Невыносимые даже для самых сильных натур трудности первой кампании года сломили здоровье Виктора. Ему были предписаны купания в Аахене, и он находился в этом городе, когда бегство Бонапарта с Эльбы послужило сигналом к новой кровавой войне. Когда стали готовиться к новой кампании, то и Виктор получил из столицы приглашение, если здоровье позволит ему, присоединиться к нижнерейнской армии. Но судьба позволила ему совершить поездку на расстояние всего пяти часов пути.
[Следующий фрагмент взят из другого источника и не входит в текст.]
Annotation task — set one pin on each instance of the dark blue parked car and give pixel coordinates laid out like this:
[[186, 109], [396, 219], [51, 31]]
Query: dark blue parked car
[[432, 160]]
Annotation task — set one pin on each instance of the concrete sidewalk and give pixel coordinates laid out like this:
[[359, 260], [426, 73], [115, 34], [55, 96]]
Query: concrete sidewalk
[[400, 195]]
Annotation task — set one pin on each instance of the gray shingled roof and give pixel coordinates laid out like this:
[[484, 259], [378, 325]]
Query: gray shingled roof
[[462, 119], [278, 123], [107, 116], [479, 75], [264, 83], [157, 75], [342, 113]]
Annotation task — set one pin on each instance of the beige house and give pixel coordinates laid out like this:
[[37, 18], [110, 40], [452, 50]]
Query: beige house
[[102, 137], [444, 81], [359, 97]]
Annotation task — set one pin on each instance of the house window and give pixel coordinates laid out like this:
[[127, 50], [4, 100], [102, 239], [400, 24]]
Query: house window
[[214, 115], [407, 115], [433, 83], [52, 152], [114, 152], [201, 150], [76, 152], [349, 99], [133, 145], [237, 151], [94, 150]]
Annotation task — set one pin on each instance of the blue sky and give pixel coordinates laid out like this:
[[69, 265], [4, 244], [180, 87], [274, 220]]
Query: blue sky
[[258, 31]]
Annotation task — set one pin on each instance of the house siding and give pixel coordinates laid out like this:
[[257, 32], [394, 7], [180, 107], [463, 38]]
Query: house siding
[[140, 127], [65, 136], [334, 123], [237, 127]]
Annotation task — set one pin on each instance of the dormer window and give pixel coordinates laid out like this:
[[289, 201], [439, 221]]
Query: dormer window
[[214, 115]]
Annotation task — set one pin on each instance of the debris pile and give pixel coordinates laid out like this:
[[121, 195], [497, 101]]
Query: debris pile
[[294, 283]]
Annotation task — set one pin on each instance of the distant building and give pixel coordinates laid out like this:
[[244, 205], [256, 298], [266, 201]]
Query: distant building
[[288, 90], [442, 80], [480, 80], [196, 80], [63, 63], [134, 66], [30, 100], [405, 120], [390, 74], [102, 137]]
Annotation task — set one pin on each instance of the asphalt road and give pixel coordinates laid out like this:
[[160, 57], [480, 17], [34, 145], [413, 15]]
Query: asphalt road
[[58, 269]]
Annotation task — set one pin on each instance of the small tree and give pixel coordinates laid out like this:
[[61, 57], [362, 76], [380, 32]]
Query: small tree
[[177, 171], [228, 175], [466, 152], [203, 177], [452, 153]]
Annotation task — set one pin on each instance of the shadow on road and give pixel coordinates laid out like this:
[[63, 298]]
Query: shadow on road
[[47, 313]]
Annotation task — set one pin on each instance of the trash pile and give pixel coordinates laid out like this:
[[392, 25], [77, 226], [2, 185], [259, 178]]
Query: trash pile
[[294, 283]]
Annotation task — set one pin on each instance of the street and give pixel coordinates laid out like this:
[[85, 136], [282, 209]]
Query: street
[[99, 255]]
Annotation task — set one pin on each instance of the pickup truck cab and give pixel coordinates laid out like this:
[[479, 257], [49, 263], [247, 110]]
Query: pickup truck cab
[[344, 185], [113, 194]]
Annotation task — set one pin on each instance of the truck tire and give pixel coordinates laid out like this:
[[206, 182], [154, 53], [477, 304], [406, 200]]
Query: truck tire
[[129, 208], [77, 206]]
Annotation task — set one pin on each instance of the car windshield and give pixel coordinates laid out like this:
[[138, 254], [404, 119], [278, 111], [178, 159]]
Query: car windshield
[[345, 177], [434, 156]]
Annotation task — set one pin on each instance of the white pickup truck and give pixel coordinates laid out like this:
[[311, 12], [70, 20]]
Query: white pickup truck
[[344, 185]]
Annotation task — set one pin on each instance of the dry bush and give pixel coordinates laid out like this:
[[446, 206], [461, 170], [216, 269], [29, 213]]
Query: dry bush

Как раз у ворот дома, где застал его друг, лошадь Виктора, спокойная и бесстрашная в прежнее время, испытанная в нескольких сражениях, вдруг чего-то испугалась, встала на дыбы — и Виктор свалился с нее, по его собственным словам, как мальчишка, в первый раз севший на лошадь. Он лишился чувств от кровотечения из раны в голове, полученной им при падении на острый камень. Виктора перенесли в дом, и так как всякое путешествие было опасно для его здоровья, он должен был ожидать здесь полного выздоровления. Виктор не совсем поправился и до настоящей минуты, так как, хотя рана и зажила, его мучала лихорадка. В конце рассказа Виктор рассыпался в горячих похвалах по адресу заботливого ухода, которым окружила его баронесса.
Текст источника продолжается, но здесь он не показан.